Courts

Man convicted of murder in deadly Fair Oaks home invasion

SACRAMENTO, Calif. — A man was convicted last week in a 2010 murder during a home invasion following a cold-case investigation that spanned over three years.

A local jury found John Francis Meskell, 47, guilty of one count of first-degree murder on Friday. The verdict follows a not-guilty plea by Meskell, whose legal team struggled to overcome a plethora of DNA evidence presented by the District Attorney’s Office. A gun charge, previously levied against Meskell for unlawfully possessing a .38 caliber pistol as a felon, was dismissed.

Now, Meskell faces a maximum sentence of life in prison without parole. He returns for sentencing on January 28 before Judge Ernest Sawtelle.

According to a law enforcement affidavit obtained and released by The Update, Meskell and another man, Thinh Huu Tran, broke into Cristian’s home over a decade ago in Fair Oaks and began to lie in wait. The men were targeting Cristian’s brother, Marius, a local drug dealer.

Tran was a member of the Sacramento Bad Boys, a Laotian street gang that operated out of Oak Park, and was previously convicted of burglary and drug offenses. Meskell was convicted of felony possession of stolen property in 1996.

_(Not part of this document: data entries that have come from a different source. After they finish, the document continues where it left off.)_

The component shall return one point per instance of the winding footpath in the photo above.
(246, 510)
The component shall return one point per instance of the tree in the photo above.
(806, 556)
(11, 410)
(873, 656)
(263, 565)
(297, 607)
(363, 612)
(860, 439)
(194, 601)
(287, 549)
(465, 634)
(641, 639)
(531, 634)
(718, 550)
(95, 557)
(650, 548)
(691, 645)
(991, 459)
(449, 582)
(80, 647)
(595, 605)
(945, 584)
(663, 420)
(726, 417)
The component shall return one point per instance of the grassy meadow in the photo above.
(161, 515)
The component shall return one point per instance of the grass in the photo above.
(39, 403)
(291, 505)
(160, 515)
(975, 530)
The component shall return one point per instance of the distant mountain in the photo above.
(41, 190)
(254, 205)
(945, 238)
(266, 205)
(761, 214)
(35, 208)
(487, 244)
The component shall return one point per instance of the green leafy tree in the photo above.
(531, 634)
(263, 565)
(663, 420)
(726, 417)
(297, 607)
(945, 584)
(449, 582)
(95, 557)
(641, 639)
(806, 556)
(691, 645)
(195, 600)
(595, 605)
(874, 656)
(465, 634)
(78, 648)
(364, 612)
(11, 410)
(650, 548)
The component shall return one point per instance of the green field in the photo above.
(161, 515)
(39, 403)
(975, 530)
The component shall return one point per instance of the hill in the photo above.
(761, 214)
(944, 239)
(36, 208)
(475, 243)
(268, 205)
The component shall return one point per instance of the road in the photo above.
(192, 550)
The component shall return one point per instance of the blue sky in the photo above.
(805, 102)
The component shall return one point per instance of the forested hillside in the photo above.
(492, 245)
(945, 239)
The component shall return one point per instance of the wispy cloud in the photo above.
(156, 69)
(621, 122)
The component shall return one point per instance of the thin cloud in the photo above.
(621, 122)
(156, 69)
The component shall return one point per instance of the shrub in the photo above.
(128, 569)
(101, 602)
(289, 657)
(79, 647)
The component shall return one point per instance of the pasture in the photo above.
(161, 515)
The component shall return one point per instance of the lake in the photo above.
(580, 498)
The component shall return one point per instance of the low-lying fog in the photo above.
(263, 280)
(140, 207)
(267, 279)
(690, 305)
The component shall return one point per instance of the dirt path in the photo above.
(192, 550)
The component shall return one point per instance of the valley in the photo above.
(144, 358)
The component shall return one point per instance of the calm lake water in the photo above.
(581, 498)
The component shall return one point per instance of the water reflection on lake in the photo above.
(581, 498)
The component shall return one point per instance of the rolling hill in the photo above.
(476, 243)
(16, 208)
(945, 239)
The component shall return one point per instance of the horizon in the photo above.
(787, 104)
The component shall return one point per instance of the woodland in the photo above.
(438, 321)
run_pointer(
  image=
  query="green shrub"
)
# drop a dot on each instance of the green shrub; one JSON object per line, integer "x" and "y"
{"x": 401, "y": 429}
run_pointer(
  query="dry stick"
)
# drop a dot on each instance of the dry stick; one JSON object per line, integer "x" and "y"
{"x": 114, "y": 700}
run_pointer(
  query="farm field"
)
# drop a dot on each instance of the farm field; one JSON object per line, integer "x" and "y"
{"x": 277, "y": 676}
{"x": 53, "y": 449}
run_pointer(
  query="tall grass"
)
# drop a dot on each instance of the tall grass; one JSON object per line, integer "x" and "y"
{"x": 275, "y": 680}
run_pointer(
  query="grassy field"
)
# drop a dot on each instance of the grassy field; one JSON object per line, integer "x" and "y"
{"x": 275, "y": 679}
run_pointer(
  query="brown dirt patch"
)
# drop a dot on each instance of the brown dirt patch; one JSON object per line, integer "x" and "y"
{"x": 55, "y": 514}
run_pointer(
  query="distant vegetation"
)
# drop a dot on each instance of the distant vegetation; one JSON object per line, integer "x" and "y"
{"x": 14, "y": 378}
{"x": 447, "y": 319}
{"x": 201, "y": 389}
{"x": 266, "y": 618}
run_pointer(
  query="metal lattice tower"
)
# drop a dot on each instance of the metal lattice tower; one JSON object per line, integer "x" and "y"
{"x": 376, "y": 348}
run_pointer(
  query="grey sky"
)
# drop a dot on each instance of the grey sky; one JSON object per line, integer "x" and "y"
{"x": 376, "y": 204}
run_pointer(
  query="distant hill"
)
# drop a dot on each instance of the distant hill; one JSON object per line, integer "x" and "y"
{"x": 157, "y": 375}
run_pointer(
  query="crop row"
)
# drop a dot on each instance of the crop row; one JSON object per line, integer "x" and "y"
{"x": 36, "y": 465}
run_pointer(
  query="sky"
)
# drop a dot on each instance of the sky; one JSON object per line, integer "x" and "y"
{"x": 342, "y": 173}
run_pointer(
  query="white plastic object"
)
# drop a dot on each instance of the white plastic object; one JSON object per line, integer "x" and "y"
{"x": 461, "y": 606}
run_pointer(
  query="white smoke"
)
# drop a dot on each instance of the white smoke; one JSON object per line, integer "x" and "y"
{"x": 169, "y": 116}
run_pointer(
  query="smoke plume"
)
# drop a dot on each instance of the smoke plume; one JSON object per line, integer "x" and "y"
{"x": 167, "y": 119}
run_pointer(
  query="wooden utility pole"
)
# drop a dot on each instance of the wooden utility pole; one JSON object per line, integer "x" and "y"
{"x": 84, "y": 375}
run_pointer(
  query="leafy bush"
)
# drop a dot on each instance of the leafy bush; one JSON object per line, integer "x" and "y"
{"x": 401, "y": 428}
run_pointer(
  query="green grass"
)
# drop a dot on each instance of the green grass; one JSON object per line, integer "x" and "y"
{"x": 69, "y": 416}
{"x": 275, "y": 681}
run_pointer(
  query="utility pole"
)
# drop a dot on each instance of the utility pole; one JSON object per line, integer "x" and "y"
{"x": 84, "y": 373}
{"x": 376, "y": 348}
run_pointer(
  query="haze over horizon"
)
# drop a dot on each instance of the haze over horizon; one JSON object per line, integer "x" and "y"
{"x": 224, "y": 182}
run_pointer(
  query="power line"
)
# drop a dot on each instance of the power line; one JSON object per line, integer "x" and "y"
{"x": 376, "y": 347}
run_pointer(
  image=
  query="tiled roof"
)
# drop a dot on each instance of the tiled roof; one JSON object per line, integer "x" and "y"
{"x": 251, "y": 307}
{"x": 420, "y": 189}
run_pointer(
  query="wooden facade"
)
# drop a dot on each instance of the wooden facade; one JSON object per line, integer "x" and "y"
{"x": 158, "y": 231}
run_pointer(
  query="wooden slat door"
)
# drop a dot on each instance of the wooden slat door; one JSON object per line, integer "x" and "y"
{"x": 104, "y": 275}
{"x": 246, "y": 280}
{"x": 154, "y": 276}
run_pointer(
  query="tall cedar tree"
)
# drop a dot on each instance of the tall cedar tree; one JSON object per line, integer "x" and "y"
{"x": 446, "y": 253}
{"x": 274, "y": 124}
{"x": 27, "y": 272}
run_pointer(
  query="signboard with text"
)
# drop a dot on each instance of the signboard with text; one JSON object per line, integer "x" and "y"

In the early morning hours of February 8, Marius entered the home and was promptly accosted by Meskell and Tran. As the group struggled, Tran pistol-whipped Marius and fired off a shot near his face, leaving a grazing laceration above the man’s forehead and stippling around his eye. While Tran and Marius scrapped, Meskell broke off and descended further into the house to confront Cristian.

Marius continued to fight Tran, who eventually backtracked and ran out of the house with Marius chasing behind him. After Tran fled the premesis, Marius looked through his bedroom window and saw Meskell standing over his brother, Cristian, attempting to tie his hands. He armed himself with a roof shovel and went to save him.

Marius entered the room and threw the shovel at Meskell to distract him while arming himself with a shotgun. Meskell turned and fired several rounds towards Marius, narrowly missing Marius and causing damage to his bedroom wall and window.

After Marius found the shotgun, both he and Meskell went for the weapon. Cristian reached for the weapon’s barrel, and it suddenly went off, striking him in the abdomen. He crawled into an adjacent bedroom and was later pronounced dead at a local hospital. Meskell was observed by a neighbor, Jason Wolfe, who saw him run from the Anton house on foot and leave in a Ford pick-up truck.

Following the killing, homicide detectives began to investigate, primarily by questioning Marius and his various drug connections. The case soon became cold.

Months later, the District Attorney’s Office Crime Lab notified authorities of a DNA match in an open robbery case. DNA from Meskell, already in the system, was found on a pair of zip-ties used to restrain an elderly couple in Land Park during a home invasion a year prior.

Two suspects, one heavyset, broke into the home of Lee and May Kwong. Lee, 88, was struck in the head and bled heavily. Officials searched Meskell’s home and seized two pistols and four pills containing methamphetamine. Meskell told authorities that the pistols were kept in his garage by an Asian friend, Tim, later identified as Mr. Tran.

Meskell was later acquitted of robbing the Kwongs, but pleaded guilty to illegally possessing the two guns found in his home. One of the pistols, an Astra .22, didn’t return positive swabs for Meskell or the Kwongs. Instead, it was a match for Marius Anton. The gun matched a spent .22 casing found at the murder scene, and in 2017, the investigation was reopened with Meskell and Tran as prime suspects.

In 2019, a new test by the District Attorney’s Office Crime Lab revealed that a mixture of DNA was found on a zip-tie found at the murder scene. The mixture was partially made of DNA from Cristian Anton and an unknown male contributor.

Criminalist Ryan Nickell, tasked with examining the test results, found that Meskell was the unknown party. Nickell had determined that it was 1000 times more likely that the DNA belonged to Anton and Meskell than Anton and someone else.